I should say this clearly: I loved Colombia. I had an incredible time and don’t regret a single moment. That trip pushed me out of my shell in ways I didn’t expect. It reminded me that openness and spontaneity are transformative forces and that sometimes the best version of ourselves emerges when we’re far from anything familiar.
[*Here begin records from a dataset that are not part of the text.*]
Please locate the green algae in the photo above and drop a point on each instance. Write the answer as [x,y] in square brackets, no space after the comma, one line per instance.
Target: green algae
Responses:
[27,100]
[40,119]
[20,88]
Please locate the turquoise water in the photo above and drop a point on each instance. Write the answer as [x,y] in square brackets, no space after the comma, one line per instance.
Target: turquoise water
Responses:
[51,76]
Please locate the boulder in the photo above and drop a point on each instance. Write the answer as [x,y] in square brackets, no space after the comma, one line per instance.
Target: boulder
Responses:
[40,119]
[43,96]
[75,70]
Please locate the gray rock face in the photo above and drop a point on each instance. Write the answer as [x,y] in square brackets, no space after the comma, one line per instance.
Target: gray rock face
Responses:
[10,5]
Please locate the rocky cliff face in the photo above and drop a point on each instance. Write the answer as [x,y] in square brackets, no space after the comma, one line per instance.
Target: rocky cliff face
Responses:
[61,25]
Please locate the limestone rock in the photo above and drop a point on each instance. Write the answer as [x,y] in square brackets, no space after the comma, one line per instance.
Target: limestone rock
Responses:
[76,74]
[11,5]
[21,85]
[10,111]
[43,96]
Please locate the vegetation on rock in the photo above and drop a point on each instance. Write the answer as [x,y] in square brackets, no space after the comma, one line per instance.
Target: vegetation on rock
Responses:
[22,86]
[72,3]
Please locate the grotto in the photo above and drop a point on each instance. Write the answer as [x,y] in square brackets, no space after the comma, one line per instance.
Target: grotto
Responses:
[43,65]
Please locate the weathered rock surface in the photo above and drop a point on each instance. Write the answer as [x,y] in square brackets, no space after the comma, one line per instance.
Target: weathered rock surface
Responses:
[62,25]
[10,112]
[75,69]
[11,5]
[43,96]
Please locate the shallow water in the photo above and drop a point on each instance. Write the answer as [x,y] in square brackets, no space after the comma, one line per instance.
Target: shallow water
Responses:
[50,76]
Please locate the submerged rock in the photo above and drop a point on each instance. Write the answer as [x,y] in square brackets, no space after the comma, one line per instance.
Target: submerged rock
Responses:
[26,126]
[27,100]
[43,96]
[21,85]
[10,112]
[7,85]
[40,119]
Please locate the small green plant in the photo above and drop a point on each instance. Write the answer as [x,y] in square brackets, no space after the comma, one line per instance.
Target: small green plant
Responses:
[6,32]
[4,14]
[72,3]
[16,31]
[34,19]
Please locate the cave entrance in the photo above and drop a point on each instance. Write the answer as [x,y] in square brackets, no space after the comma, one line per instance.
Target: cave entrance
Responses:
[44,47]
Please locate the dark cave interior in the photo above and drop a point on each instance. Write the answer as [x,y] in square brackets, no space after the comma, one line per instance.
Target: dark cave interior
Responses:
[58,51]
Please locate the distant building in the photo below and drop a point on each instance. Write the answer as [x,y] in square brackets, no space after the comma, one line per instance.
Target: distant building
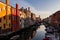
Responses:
[9,17]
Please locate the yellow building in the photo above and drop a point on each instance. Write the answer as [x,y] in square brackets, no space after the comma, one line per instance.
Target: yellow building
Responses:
[5,17]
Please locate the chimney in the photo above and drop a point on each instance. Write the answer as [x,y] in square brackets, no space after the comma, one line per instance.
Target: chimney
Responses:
[28,8]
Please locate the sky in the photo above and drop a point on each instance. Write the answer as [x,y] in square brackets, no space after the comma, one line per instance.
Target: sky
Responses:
[44,8]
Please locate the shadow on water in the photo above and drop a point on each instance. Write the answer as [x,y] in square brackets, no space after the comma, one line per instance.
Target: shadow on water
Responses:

But there’s also a part of me that knows why I went. And the writer in me couldn’t help but question it. Not to dull the experience, but to understand it. Because it’s important to check in and ask whether we’re still making decisions from a place of intention or simply being carried along by the current.
That’s how change happens: through consciousness, pause, and the willingness to wonder whether who we are is still aligned with who we want to be. If we can learn to interrogate our choices, then maybe we’ll start making space for something more lasting than momentum: meaning.

Michelle Yu (MBA ‘26) is passionate about all things media, with experience in business news, documentary film, broadcast journalism, and television. She graduated from Columbia University with a degree in Film and Media Studies and worked for CNBC, NBC News, and CNN prior to HBS, along with projects for HBO, Showtime, Oxygen, and Spectrum.